Die aktuelle Entwicklung alarmiert die Cybersicherheitsbehörden: Das deutsche Bundesamt für Sicherheit in der Informationstechnik (BSI) und sein Pendant in den USA haben eindringliche Warnungen veröffentlicht. Auch US-Präsident Joe Biden warnte kürzlich vor einer drohenden Offensive Russlands. Wie weitreichend die Auswirkungen sein können, zeigte sich nach einem mutmasslichen Cyberangriff auf die Kommunikation der ukrainischen Sicherheitskräfte: Etwa zeitgleich mit dem Beginn der russischen Invasion ging offenbar eine Antennenanlage offline, deren Ausfall das Satellitennetzwerk Ka-Sat über Europa weitgehend lahmlegte. Das führte schliesslich auch dazu, dass der Betrieb Tausender Windkraftanlagen eingeschränkt wurde, da diese nicht mehr aus der Ferne gesteuert werden konnten.

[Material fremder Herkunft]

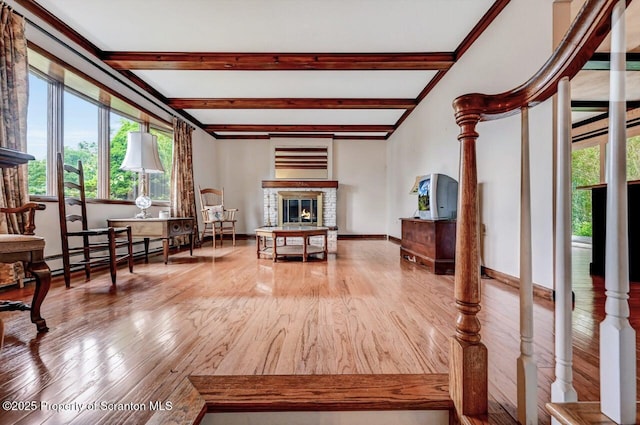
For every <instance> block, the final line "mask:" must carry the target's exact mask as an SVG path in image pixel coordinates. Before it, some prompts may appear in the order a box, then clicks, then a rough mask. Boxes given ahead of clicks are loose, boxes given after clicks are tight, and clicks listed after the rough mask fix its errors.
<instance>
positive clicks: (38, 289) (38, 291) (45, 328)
mask: <svg viewBox="0 0 640 425" xmlns="http://www.w3.org/2000/svg"><path fill="white" fill-rule="evenodd" d="M29 272H30V273H31V275H32V276H33V277H34V278H35V280H36V290H35V291H34V293H33V300H32V301H31V322H32V323H35V325H36V328H37V329H38V332H47V331H48V330H49V328H48V327H47V322H45V320H44V319H43V318H42V316H41V315H40V307H41V306H42V301H44V297H46V296H47V293H48V292H49V288H50V287H51V269H49V266H48V265H47V263H45V262H44V261H39V262H36V263H32V264H30V265H29Z"/></svg>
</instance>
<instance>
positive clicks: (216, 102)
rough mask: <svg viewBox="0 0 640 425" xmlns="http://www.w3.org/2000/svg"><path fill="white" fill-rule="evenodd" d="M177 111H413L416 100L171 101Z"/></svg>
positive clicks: (264, 98) (187, 98)
mask: <svg viewBox="0 0 640 425" xmlns="http://www.w3.org/2000/svg"><path fill="white" fill-rule="evenodd" d="M167 104H168V105H169V106H171V107H172V108H175V109H413V108H415V106H416V105H417V101H416V100H415V99H372V98H365V99H339V98H335V99H328V98H327V99H320V98H226V99H212V98H200V99H198V98H171V99H167Z"/></svg>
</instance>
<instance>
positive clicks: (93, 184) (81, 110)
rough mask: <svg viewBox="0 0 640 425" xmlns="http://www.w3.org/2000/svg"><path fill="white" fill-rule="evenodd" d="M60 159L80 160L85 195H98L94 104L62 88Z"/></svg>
mask: <svg viewBox="0 0 640 425" xmlns="http://www.w3.org/2000/svg"><path fill="white" fill-rule="evenodd" d="M63 102H64V126H63V129H64V162H65V164H69V165H73V166H77V164H78V161H79V160H80V161H82V167H83V169H84V186H85V195H86V196H87V198H96V197H97V196H98V106H97V105H95V104H93V103H91V102H88V101H86V100H85V99H82V98H81V97H79V96H77V95H75V94H73V93H71V92H69V91H67V90H65V92H64V100H63Z"/></svg>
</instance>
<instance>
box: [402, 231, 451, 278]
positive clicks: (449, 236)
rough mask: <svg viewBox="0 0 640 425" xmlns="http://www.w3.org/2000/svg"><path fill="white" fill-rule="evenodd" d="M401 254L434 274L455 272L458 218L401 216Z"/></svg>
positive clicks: (439, 273) (405, 257)
mask: <svg viewBox="0 0 640 425" xmlns="http://www.w3.org/2000/svg"><path fill="white" fill-rule="evenodd" d="M401 220H402V245H401V246H400V256H401V257H402V258H403V259H405V260H408V261H411V262H415V263H418V264H422V265H424V266H427V267H429V268H430V269H431V270H432V271H433V273H435V274H445V273H454V271H455V257H456V221H455V220H422V219H418V218H402V219H401Z"/></svg>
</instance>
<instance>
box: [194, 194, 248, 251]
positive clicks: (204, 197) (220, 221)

Aufrüstung auch in der Schweiz
Für die Schweiz sei am ehesten ein «Kollateralschaden» zu befürchten, sagt Pascal Lamia, der operative Leiter des Nationalen Zentrums für Cybersicherheit (NCSC). Die Bedrohungslage habe sich bislang aber nicht verschärft. Der Nachrichtendienst des Bundes (NDB) analysiere die Lage in der Ukraine laufend. «Falls es die Situation erfordert, warnt und informiert das NCSC umgehend die Betreiber der kritischen Infrastrukturen, die Wirtschaft sowie die Bevölkerung», so Lamia.

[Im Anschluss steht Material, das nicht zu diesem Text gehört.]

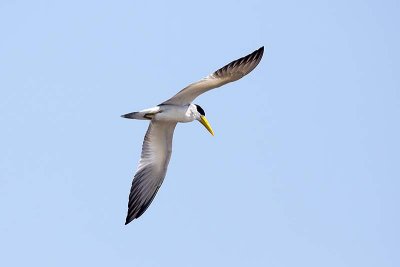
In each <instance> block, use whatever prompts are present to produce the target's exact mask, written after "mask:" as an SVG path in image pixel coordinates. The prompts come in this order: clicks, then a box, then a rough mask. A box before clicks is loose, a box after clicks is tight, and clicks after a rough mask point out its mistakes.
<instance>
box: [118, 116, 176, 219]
mask: <svg viewBox="0 0 400 267" xmlns="http://www.w3.org/2000/svg"><path fill="white" fill-rule="evenodd" d="M175 126H176V122H160V121H152V122H151V123H150V125H149V128H148V129H147V132H146V135H145V137H144V141H143V146H142V155H141V158H140V161H139V166H138V168H137V171H136V173H135V177H134V178H133V181H132V187H131V192H130V194H129V203H128V214H127V216H126V221H125V224H128V223H130V222H131V221H132V220H134V219H136V218H139V217H140V216H141V215H142V214H143V212H145V211H146V209H147V208H148V207H149V205H150V204H151V202H152V201H153V199H154V197H155V195H156V194H157V191H158V189H159V188H160V186H161V184H162V182H163V180H164V177H165V174H166V173H167V168H168V163H169V160H170V158H171V152H172V137H173V134H174V129H175Z"/></svg>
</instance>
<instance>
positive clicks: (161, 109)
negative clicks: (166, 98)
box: [154, 105, 195, 122]
mask: <svg viewBox="0 0 400 267" xmlns="http://www.w3.org/2000/svg"><path fill="white" fill-rule="evenodd" d="M160 108H161V109H160V112H159V113H157V114H156V115H155V117H154V119H155V120H159V121H175V122H191V121H194V119H195V116H194V114H193V112H192V111H191V109H190V108H189V106H176V105H162V106H160Z"/></svg>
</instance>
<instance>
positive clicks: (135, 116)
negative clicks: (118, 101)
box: [121, 112, 145, 120]
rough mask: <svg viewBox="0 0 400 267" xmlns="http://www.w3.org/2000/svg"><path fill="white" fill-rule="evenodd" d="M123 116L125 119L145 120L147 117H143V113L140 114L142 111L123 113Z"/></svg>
mask: <svg viewBox="0 0 400 267" xmlns="http://www.w3.org/2000/svg"><path fill="white" fill-rule="evenodd" d="M121 117H122V118H125V119H136V120H145V118H144V117H143V114H140V112H131V113H127V114H124V115H121Z"/></svg>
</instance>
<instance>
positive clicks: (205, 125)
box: [200, 115, 214, 136]
mask: <svg viewBox="0 0 400 267" xmlns="http://www.w3.org/2000/svg"><path fill="white" fill-rule="evenodd" d="M200 123H201V124H203V125H204V127H206V129H207V130H208V131H209V132H210V134H212V135H213V136H214V131H213V130H212V128H211V125H210V123H209V122H208V120H207V119H206V117H205V116H203V115H201V116H200Z"/></svg>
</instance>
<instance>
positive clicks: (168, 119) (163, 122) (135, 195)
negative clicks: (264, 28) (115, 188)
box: [121, 46, 264, 225]
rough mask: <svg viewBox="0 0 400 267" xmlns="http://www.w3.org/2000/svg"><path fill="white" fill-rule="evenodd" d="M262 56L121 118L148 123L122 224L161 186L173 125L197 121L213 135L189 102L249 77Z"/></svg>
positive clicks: (209, 128) (210, 78) (148, 199)
mask: <svg viewBox="0 0 400 267" xmlns="http://www.w3.org/2000/svg"><path fill="white" fill-rule="evenodd" d="M263 54H264V46H262V47H260V48H259V49H257V50H255V51H254V52H252V53H250V54H248V55H247V56H244V57H242V58H239V59H237V60H234V61H232V62H230V63H229V64H227V65H225V66H224V67H222V68H220V69H218V70H217V71H215V72H213V73H211V74H210V75H208V76H206V77H205V78H203V79H201V80H199V81H197V82H194V83H192V84H190V85H188V86H186V87H185V88H184V89H182V90H181V91H179V92H178V93H177V94H175V95H174V96H173V97H171V98H170V99H168V100H166V101H164V102H162V103H161V104H159V105H157V106H155V107H152V108H147V109H143V110H140V111H137V112H131V113H127V114H125V115H121V117H123V118H127V119H136V120H149V121H150V123H149V127H148V129H147V132H146V135H145V137H144V140H143V145H142V153H141V157H140V160H139V163H138V166H137V170H136V173H135V175H134V178H133V181H132V186H131V190H130V194H129V201H128V212H127V216H126V221H125V225H127V224H128V223H130V222H131V221H133V220H134V219H137V218H139V217H140V216H141V215H142V214H143V213H144V212H145V211H146V210H147V208H148V207H149V205H150V204H151V202H152V201H153V199H154V197H155V196H156V194H157V192H158V190H159V188H160V186H161V184H162V183H163V181H164V178H165V176H166V173H167V168H168V164H169V161H170V158H171V153H172V138H173V134H174V130H175V127H176V125H177V123H178V122H179V123H187V122H192V121H195V120H197V121H199V122H200V123H201V124H202V125H203V126H204V127H205V128H206V129H207V130H208V131H209V132H210V133H211V135H213V136H214V131H213V129H212V128H211V125H210V123H209V122H208V120H207V118H206V116H205V115H206V114H205V111H204V109H203V108H202V107H201V106H200V105H197V104H193V103H192V101H193V100H194V99H195V98H196V97H198V96H199V95H201V94H203V93H205V92H207V91H209V90H211V89H214V88H217V87H220V86H223V85H225V84H227V83H230V82H234V81H237V80H239V79H240V78H242V77H244V76H245V75H247V74H249V73H250V72H251V71H252V70H253V69H255V68H256V67H257V65H258V63H260V61H261V58H262V56H263Z"/></svg>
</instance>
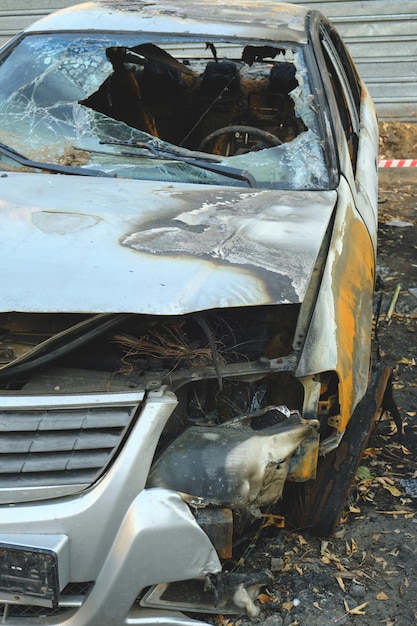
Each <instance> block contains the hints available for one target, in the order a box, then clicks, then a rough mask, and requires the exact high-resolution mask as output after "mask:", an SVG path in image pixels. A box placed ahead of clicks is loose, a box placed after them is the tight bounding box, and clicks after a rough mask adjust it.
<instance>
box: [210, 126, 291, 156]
mask: <svg viewBox="0 0 417 626" xmlns="http://www.w3.org/2000/svg"><path fill="white" fill-rule="evenodd" d="M281 143H282V141H281V140H280V139H279V138H278V137H276V136H275V135H273V134H272V133H268V132H267V131H266V130H261V129H260V128H256V127H254V126H241V125H234V126H225V127H223V128H218V129H217V130H215V131H214V132H212V133H210V134H209V135H207V137H205V138H204V139H203V141H202V142H201V143H200V145H199V146H198V150H199V151H200V152H210V153H212V154H218V155H221V156H233V155H236V154H245V153H246V152H253V151H255V150H263V149H264V148H272V147H273V146H279V145H280V144H281Z"/></svg>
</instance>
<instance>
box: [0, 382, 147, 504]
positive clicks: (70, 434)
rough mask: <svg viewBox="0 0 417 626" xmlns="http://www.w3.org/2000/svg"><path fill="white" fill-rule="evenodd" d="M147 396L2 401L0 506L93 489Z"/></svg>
mask: <svg viewBox="0 0 417 626" xmlns="http://www.w3.org/2000/svg"><path fill="white" fill-rule="evenodd" d="M142 399H143V393H141V392H138V393H112V394H85V395H84V394H83V395H77V396H75V395H74V396H72V395H66V396H60V395H54V396H31V397H27V396H26V397H22V396H13V395H7V396H6V395H3V396H2V397H1V399H0V407H1V408H0V503H2V504H5V503H9V502H10V503H11V502H23V501H29V500H38V499H45V498H50V497H57V496H58V495H66V494H68V493H73V492H74V490H80V489H82V488H85V487H86V486H88V485H91V484H92V483H94V482H95V481H96V480H97V478H99V476H100V475H101V474H102V473H103V471H104V470H105V469H106V468H107V467H108V466H109V464H110V463H111V461H112V459H113V458H114V456H115V454H117V452H118V450H119V449H120V447H121V445H122V442H123V441H124V439H125V437H126V435H127V432H128V430H129V427H130V426H131V425H132V423H133V420H134V418H135V415H136V414H137V409H138V406H139V404H140V402H141V400H142Z"/></svg>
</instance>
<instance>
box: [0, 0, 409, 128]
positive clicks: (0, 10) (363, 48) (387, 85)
mask: <svg viewBox="0 0 417 626" xmlns="http://www.w3.org/2000/svg"><path fill="white" fill-rule="evenodd" d="M191 1H192V0H190V2H191ZM293 1H294V2H298V3H299V4H304V5H308V6H311V7H312V8H316V9H318V10H320V11H322V13H324V14H325V15H327V16H328V17H329V18H330V19H331V20H332V22H333V23H334V24H335V25H336V26H337V28H338V30H339V32H340V33H341V35H342V36H343V38H344V40H345V42H346V44H347V46H348V48H349V50H350V52H351V54H352V56H353V58H354V59H355V62H356V64H357V66H358V69H359V72H360V74H361V76H362V77H363V78H364V80H365V82H366V84H367V86H368V88H369V90H370V92H371V94H372V96H373V99H374V101H375V104H376V106H377V110H378V114H379V117H380V119H381V120H387V119H392V120H394V119H398V120H403V121H414V122H417V0H321V1H320V0H312V1H310V2H305V1H304V2H303V1H302V0H293ZM17 4H18V5H19V6H16V5H17ZM73 4H76V2H74V1H72V0H28V1H27V2H26V3H25V6H24V7H23V6H22V5H23V3H20V2H19V3H17V2H16V0H0V44H1V43H3V42H4V41H6V40H7V39H9V38H10V37H11V36H12V35H14V34H15V33H16V32H18V31H19V30H20V29H21V28H23V27H24V26H26V25H28V24H29V23H30V22H33V21H34V20H35V19H38V18H39V17H42V16H43V15H46V14H47V13H50V12H51V11H53V10H56V9H60V8H64V7H67V6H71V5H73Z"/></svg>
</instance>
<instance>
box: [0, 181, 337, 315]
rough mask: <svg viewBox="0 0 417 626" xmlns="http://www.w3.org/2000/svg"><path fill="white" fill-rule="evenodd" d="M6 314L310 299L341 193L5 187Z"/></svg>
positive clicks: (231, 305)
mask: <svg viewBox="0 0 417 626" xmlns="http://www.w3.org/2000/svg"><path fill="white" fill-rule="evenodd" d="M0 184H1V196H0V197H1V217H0V220H1V232H2V233H3V240H2V245H1V268H2V289H1V310H3V311H21V312H80V313H100V312H103V313H105V312H107V313H110V312H130V313H149V314H161V315H164V314H166V315H169V314H182V313H188V312H192V311H197V310H204V309H209V308H217V307H237V306H253V305H260V304H274V303H287V302H288V303H289V302H291V303H296V302H301V301H302V300H303V298H304V295H305V292H306V289H307V286H308V282H309V279H310V276H311V273H312V270H313V266H314V263H315V261H316V258H317V255H318V252H319V249H320V245H321V242H322V239H323V236H324V233H325V231H326V228H327V226H328V223H329V219H330V217H331V214H332V211H333V208H334V205H335V202H336V192H335V191H324V192H317V191H314V192H309V191H304V192H293V191H292V192H286V191H276V190H274V191H270V190H267V191H265V190H254V189H246V188H242V187H239V188H237V187H217V186H216V187H214V186H203V185H173V184H169V183H155V182H147V181H137V180H128V179H103V178H85V177H78V176H62V175H49V174H29V173H27V174H18V173H8V174H7V175H5V174H4V175H3V176H2V177H1V182H0Z"/></svg>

Systeme, mit denen die Versorgung sichergestellt werde, seien meist gut gesichert. Im Zweifelsfall hänge aber alles von der Power der Angreifer:innen ab. Im drohenden digitalen Hauen und Stechen dürfte sich die Aufrüstung gegen offensive Cyberattacken beschleunigen. In der Schweiz wird derzeit das militärische «Kommando Cyber» aufgebaut, wo auch das Zentrum elektronische Operationen (ZEO) neu angesiedelt wird, in dem die Armee für die Nachrichtendienste «feindliche Systeme» angreifen kann. Das gibt ihr im Cyberraum viel Gewicht. Auf eine dringliche Interpellation aus dem Parlament erklärte der Bundesrat Mitte März, dass die digitalen Fähigkeiten der Armee weiter ausgebaut würden. Ende des Jahres soll ein Bericht zum Krieg und zu möglichen Massnahmen vorliegen.
«Die Aufrüstung und die offensive Ausrichtung sind extrem besorgniserregend», sagt Manuel Atug. Die Militärs und die Geheimdienste seien sich der engen Vernetzung im Cyberspace und der Gefahren schlicht nicht bewusst. Würden die Angriffsfähigkeiten erweitert, seien auch die Elektrizitäts- und die Wasserversorgung durch Kollateralschäden stärker bedroht. Die Gefahr sei zwar derzeit noch überschaubar, ein Zwischenfall in einem Elektrizitätswerk wäre aber umso verheerender.
*Korrigendum vom 31. März 2022: In der Printversion sowie in der alten Onlineversion steht fälschlicherweise Mai 2012. Korrekt ist: Mai 2021.